I'm working with a piece of bluetooth hardware and I am using its protocol to send it commands. The protocol requires packets to be sent with LSB first for each packet field.
I was getting error packets back to me indicating my CRC values were wrong so I did some investigating. I found the problem, but I became confused in the process.
Here is Some GDB output and other information elucidating my confusion.
I'm sending a packet that should look like this:
|Start Flag| Packet Num | Command | Payload | CRC | End Flag|
0xfc 0x1 0x0 0x8 0x0 0x5 0x59 0x42 0xfd
Here is some GDB output:
print /x reqId_ep
$1 = {start_flag = 0xfc, data = {packet_num = 0x1, command = {0x0, 0x8}, payload = {
0x0, 0x5}}, crc = 0x5942, end_flag = 0xfd}
reqId_ep is the variable name of the packet I'm sending. It looks all good there, but I am receiving the CRC error codes from it so something must be wrong.

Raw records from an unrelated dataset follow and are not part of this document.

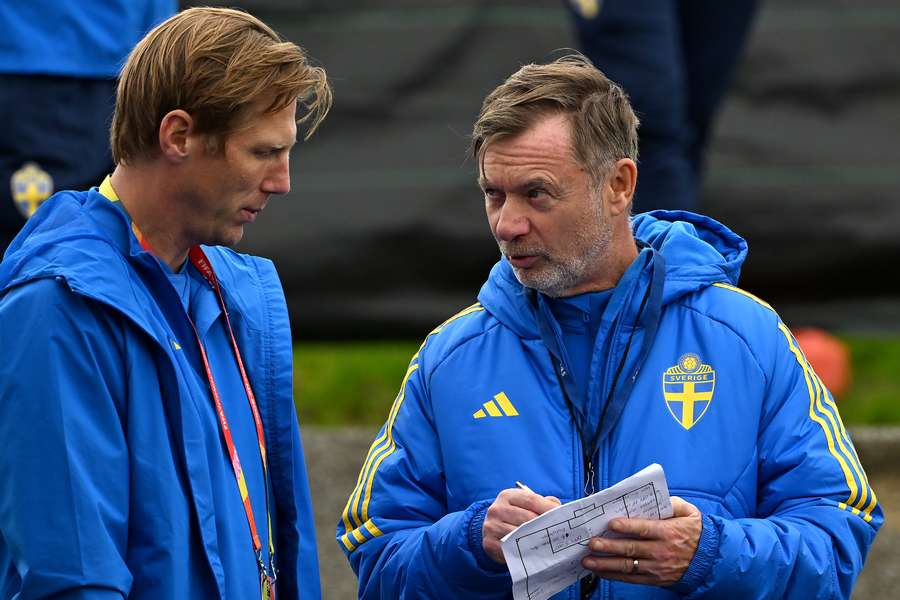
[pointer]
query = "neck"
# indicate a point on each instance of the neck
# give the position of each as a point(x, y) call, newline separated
point(622, 252)
point(145, 194)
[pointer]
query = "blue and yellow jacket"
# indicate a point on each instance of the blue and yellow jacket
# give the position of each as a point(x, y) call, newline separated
point(105, 468)
point(720, 395)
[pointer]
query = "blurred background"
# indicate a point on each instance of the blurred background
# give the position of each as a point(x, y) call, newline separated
point(383, 235)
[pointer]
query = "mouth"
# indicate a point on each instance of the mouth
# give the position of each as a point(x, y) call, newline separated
point(250, 214)
point(522, 261)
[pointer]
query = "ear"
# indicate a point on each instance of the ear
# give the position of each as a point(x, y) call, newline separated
point(176, 135)
point(621, 181)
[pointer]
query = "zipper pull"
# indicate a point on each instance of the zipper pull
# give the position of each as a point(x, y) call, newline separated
point(588, 476)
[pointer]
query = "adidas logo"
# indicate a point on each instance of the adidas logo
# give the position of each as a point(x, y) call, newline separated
point(500, 406)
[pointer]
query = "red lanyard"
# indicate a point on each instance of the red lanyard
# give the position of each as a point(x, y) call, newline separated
point(267, 576)
point(199, 260)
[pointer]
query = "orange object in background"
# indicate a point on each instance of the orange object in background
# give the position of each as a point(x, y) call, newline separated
point(828, 356)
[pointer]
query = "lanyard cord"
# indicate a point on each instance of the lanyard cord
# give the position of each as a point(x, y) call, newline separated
point(653, 296)
point(201, 262)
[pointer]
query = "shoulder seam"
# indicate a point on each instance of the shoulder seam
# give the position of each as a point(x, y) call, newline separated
point(726, 286)
point(736, 334)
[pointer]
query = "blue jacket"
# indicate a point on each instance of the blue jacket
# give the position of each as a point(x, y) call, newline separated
point(719, 395)
point(107, 488)
point(87, 38)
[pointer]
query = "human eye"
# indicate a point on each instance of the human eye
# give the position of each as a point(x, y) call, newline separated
point(492, 194)
point(536, 192)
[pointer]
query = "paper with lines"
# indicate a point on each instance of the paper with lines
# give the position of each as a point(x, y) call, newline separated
point(544, 555)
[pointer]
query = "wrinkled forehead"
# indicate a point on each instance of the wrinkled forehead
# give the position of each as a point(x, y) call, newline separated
point(546, 143)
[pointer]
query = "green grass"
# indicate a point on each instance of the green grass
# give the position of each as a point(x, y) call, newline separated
point(874, 394)
point(349, 383)
point(356, 382)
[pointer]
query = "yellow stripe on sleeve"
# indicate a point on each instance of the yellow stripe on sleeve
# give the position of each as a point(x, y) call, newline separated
point(466, 311)
point(364, 516)
point(375, 449)
point(815, 390)
point(382, 447)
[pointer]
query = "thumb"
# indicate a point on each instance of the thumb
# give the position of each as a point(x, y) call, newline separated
point(683, 508)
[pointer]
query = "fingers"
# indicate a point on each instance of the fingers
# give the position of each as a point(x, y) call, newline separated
point(511, 508)
point(529, 500)
point(682, 508)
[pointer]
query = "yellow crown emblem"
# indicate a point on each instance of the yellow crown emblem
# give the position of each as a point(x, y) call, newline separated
point(31, 185)
point(688, 388)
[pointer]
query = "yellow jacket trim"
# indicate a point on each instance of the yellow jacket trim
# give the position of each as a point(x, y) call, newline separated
point(851, 471)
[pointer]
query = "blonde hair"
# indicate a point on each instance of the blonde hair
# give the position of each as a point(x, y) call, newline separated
point(212, 63)
point(604, 126)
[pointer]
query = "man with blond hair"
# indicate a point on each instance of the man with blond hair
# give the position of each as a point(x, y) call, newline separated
point(146, 409)
point(600, 344)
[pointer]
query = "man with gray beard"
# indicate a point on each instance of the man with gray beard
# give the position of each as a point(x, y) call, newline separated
point(601, 343)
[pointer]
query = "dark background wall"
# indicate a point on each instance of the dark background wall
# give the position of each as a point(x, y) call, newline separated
point(384, 232)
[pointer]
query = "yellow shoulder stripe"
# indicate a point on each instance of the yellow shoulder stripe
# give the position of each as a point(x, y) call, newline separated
point(726, 286)
point(827, 417)
point(466, 311)
point(356, 521)
point(107, 190)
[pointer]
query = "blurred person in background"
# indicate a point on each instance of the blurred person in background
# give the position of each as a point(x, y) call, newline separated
point(600, 344)
point(675, 62)
point(146, 397)
point(58, 65)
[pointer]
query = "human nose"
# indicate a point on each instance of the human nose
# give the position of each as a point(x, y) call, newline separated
point(278, 180)
point(512, 222)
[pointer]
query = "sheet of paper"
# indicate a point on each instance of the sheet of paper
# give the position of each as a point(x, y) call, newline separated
point(544, 555)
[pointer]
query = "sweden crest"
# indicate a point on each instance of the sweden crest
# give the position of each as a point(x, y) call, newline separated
point(688, 388)
point(31, 185)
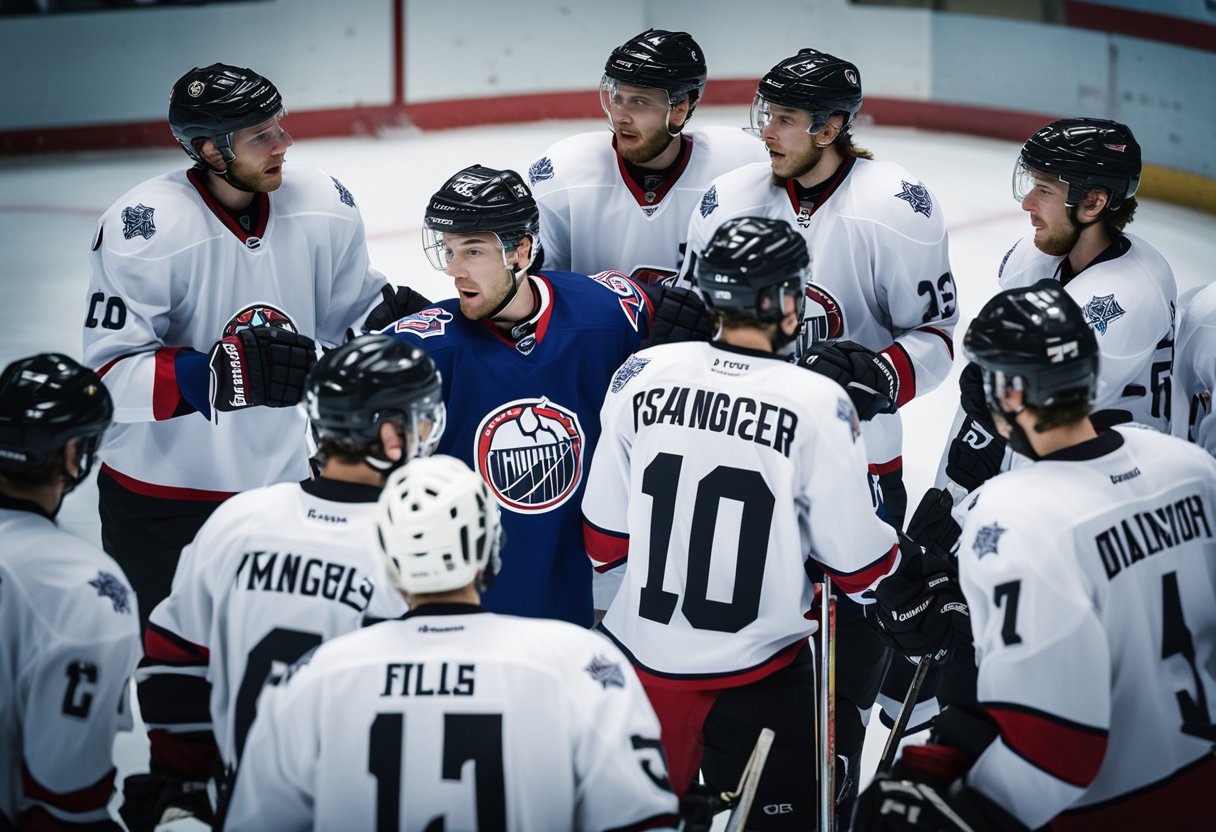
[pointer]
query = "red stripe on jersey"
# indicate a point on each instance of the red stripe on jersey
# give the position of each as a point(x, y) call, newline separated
point(902, 364)
point(163, 492)
point(165, 393)
point(604, 546)
point(855, 582)
point(161, 645)
point(1070, 752)
point(1178, 802)
point(940, 333)
point(90, 798)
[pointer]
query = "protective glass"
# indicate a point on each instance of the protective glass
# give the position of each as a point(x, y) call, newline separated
point(761, 114)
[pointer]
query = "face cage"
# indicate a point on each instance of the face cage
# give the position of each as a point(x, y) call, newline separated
point(761, 113)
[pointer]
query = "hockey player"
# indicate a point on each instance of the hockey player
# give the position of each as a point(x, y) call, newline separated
point(722, 471)
point(525, 357)
point(1091, 577)
point(1077, 179)
point(455, 717)
point(276, 571)
point(624, 202)
point(68, 620)
point(208, 290)
point(1195, 365)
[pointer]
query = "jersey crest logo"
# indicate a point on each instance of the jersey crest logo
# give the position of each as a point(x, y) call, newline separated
point(540, 170)
point(108, 586)
point(606, 673)
point(1102, 312)
point(916, 196)
point(424, 324)
point(988, 539)
point(822, 318)
point(258, 314)
point(631, 298)
point(343, 194)
point(529, 451)
point(138, 220)
point(626, 371)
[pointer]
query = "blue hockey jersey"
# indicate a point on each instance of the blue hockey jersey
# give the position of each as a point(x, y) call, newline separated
point(525, 415)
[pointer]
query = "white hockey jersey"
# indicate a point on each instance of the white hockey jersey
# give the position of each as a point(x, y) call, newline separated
point(460, 719)
point(719, 472)
point(595, 218)
point(271, 574)
point(879, 270)
point(1194, 366)
point(69, 639)
point(172, 273)
point(1090, 577)
point(1129, 297)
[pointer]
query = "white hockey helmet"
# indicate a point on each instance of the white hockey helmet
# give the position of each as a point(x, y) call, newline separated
point(437, 527)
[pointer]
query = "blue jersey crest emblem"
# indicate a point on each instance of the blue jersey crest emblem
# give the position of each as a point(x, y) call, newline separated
point(1102, 312)
point(916, 196)
point(138, 220)
point(426, 324)
point(540, 170)
point(108, 586)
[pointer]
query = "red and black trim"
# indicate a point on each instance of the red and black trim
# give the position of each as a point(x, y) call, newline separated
point(899, 359)
point(1068, 751)
point(262, 207)
point(856, 582)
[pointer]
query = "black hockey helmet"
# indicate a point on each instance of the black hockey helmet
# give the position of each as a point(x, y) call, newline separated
point(1035, 339)
point(214, 102)
point(1084, 152)
point(482, 200)
point(814, 80)
point(669, 61)
point(750, 264)
point(370, 380)
point(45, 402)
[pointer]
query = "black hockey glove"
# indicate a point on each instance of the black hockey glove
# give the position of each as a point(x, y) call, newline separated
point(868, 377)
point(679, 315)
point(399, 302)
point(152, 799)
point(919, 610)
point(262, 365)
point(933, 523)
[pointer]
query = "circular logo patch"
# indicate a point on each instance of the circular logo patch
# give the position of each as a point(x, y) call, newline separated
point(530, 454)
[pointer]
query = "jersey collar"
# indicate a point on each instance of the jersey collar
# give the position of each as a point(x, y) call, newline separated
point(263, 200)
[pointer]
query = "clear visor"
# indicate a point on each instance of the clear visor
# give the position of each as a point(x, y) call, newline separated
point(444, 247)
point(761, 114)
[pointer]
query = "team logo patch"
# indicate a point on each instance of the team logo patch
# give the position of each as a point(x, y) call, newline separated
point(529, 451)
point(540, 170)
point(632, 302)
point(108, 586)
point(1102, 312)
point(916, 196)
point(343, 194)
point(138, 220)
point(606, 673)
point(849, 416)
point(258, 314)
point(426, 324)
point(626, 371)
point(988, 539)
point(822, 316)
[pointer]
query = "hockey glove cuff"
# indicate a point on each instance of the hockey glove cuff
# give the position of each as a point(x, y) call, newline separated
point(870, 378)
point(260, 365)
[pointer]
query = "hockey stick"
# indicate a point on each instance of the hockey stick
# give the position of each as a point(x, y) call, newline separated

Here I examine 9 bytes in hex starting from the address of my packet to send:
x/9bx 0x7fffffffdee0
0xfc 0x01 0x00 0x08 0x00 0x05 0x42 0x59 0xfd
And here the problem becomes apparent. The CRC is not LSB first. (0x42 0x59)
To fix my problem I removed the htons() that I set my CRC value equal with.
And here is the same output above without htons():
p/x reqId_ep
$1 = {start_flag = 0xfc, data = {packet_num = 0x1, command = {0x0, 0x8}, payload = {
0x0, 0x5}}, crc = 0x4259, end_flag = 0xfd}
Here the CRC value is not LSB.
But then:
x/9bx 0x7fffffffdee0
0xfc 0x01 0x00 0x08 0x00 0x05 0x59 0x42 0xfd
Here the CRC value is LSB first.
So apparently the storing of C is LSB first? Can someone please cast a light of knowledge upon me for this situation? Thank you kindly.
This has to do with Endianness in computing:
http://en.wikipedia.org/wiki/Endianness#Endianness_and_operating_systems_on_architectures
For example, the value 4660 (base-ten) is 0x1234 in hex. On a Big Endian system, it would be stored in memory as 1234 while on a Little Endian system it would be stored as 3412
If you want to avoid this sort of issue in the future, it might just be easiest to create a large array or struct of unsigned char, and store individual values in it.
eg:
|Start Flag| Packet Num | Command | Payload | CRC | End Flag|
0xfc 0x1 0x0 0x8 0x0 0x5 0x59 0x42 0xfd
typedef struct packet {
unsigned char startFlag;
unsigned char packetNum;
unsigned char commandMSB;
unsigned char commandLSB;
unsigned char payloadMSB;
unsigned char payloadLSB;
unsigned char crcMSB;
unsigned char crcLSB;
unsigned char endFlag;
} packet_t;
You could then create a function that you compile differently based on the type of system you are building for using preprocessor macros.
eg:
/* Uncomment the line below if you are using a little endian system;
/* otherwise, leave it commented
*/
//#define LITTLE_ENDIAN_SYSTEM
// Function protocol
void writeCommand(int cmd);
//Function definition
void writeCommand(int cmd, packet_t* pkt)
{
if(!pkt)
{
printf("Error, invalid pointer!");
return;
}
#if LITTLE_ENDIAN_SYSTEM
pkt->commandMSB = (cmd && 0xFF00) >> 8;
pkt->commandLSB = (cmd && 0x00FF);
# else // Big Endian system
pkt->commandMSB = (cmd && 0x00FF);
pkt->commandLSB = (cmd && 0xFF00) >> 8;
#endif
// Done
}
int main void()
{
packet_t myPacket = {0}; //Initialize so it is zeroed out
writeCommand(0x1234,&myPacket);
return 0;
}
One final note: avoid sending structs as a stream of data, send it's individual elements one-at-a-time instead! ie: don't assume that the struct is stored internally in this case like a giant array of unsigned characters. There are things that the compiler and system put in place like packing and allignment, and the struct could actually be larger than 9 x sizeof(unsigned char).
Good luck!
This is architecture dependent based on which processor you're targeting. There are what is known as "Big Endian" systems, which store the most significant byte of a word first, and "Little Endian" systems that store the least significant byte first. It looks like you're looking at a Little Endian system there.